C'est une étoile en cours de formation mais qui pèse déjà 12 masses solaires que Xi Chen (Université de GuangZhou) et ses collaborateurs ont étudiée dans le domaine des ondes radio en mesurant des raies d'émission de type maser correspondant à trois molécules : HDO, HNCO et 13CH3OH. L'étoile en question est nommée G358-MM1 et se trouve à 22000 années-lumière. Elle a été observée avec le radiotélescope chinois de 65 mètres Tianma Radio Telescope (TMRT) et avec l'américain Karl Jansky Very Large Array (VLA). L'imagerie des émissions radio des molécules caractéristiques permet aux astrophysiciens de déterminer la présence de sous-structures en forme de spirales dans le disque d'accrétion entourant la toute jeune étoile. Des simulations numériques avaient déjà prédit que de telles sous-structures pouvaient être produites dans un disque instable gravitationnellement autour d'une étoile jeune de grande masse. Et des observations à haute résolution effectuées avec ALMA avaient également montré la présence de telles spirales. Une bouffée d'accrétion, qui est la manifestation d'une brutale augmentation du taux d'accrétion induite par une instabilité gravitationnelle dans le disque, peut se traduire par une brusque augmentation de luminosité. Mais jusqu'à aujourd'hui, le lien entre ces bouffées d'accrétion et la présence de sous-structure dans le disque n'avait jamais pu être mise clairement en évidence. C'est désormais chose faite avec cette observation de structures spirales via des raies d'émission spécifiques qui disparaissent très vite, au bout d'un mois environ. Xi Chen et ses collaborateurs relient cette émission transitoire à un phénomène de bouffée d'accrétion.

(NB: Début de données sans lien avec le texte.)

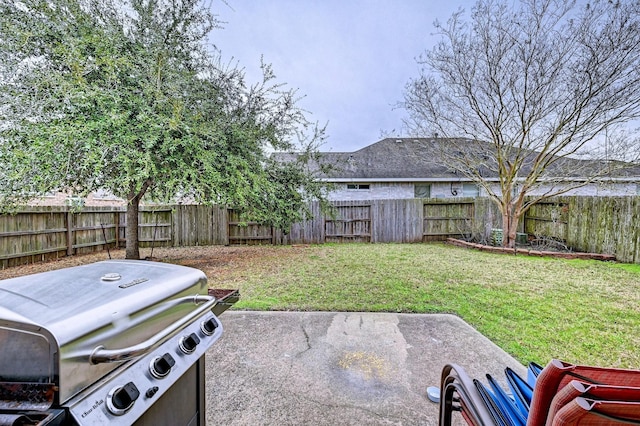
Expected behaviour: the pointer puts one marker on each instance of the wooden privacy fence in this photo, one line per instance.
(608, 225)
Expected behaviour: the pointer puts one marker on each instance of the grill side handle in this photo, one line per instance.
(101, 355)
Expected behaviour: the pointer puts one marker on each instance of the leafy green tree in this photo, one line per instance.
(126, 96)
(523, 90)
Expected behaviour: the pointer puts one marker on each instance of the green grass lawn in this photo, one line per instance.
(534, 308)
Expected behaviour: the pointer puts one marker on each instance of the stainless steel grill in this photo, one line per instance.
(104, 343)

Les chercheurs montrent que les spirales observées, en coïncidence avec une augmentation transitoire de luminosité sont le signe d'une instabilité temporaire du disque d'accrétion autour de l'étoile. Le disque d'accrétion fait de gaz et de poussière se désintègre par morceaux compacts qui viennent nourrir l'étoile en formation. Les spécialistes avaient prédit depuis longtemps le phénomène d'accrétion de matière au sein d'un disque épais, avec du gaz frais venant remplir en continu le disque depuis l'extérieur, le faisant grossir lui aussi. Celui entourant G358-MM1 a un diamètre de 1340 Unités astronomiques. Mais l'effet gravitationnel de l'étoile centrale n'est que secondaire, c'est l'effet gravitationnel du disque lui-même qui affecte sa stabilité, causant des mouvements de matière spécifiques menant à l'apparition de spirales. Une autre conséquence de cette instabilité gravitationnelle est l'apparition de morceaux compacts de gaz et de poussière, qui vont survivre à leur chute vers l'étoile naissante malgré l'énorme pression de radiation qu'elle exerce. Xi et ses collaborateurs en concluent que les étoiles massives en cours d'accrétion au sein d'un disque de gaz et de poussière grossissent par à-coups, en absorbant la matière par paquets, ce qui a pour effet de produire des sursauts de luminosité transitoires. Mais ces bouffées de luminosité sont très difficiles à observer car l'étoile est engoncée dans un disque souvent très épais. La technique employant la détection de l'émission maser de certaines molécules contenues dans le disque d'accrétion apparaît plus simple et plus efficace pour tracer ce qui se passe autour d'une telle étoile massive naissante.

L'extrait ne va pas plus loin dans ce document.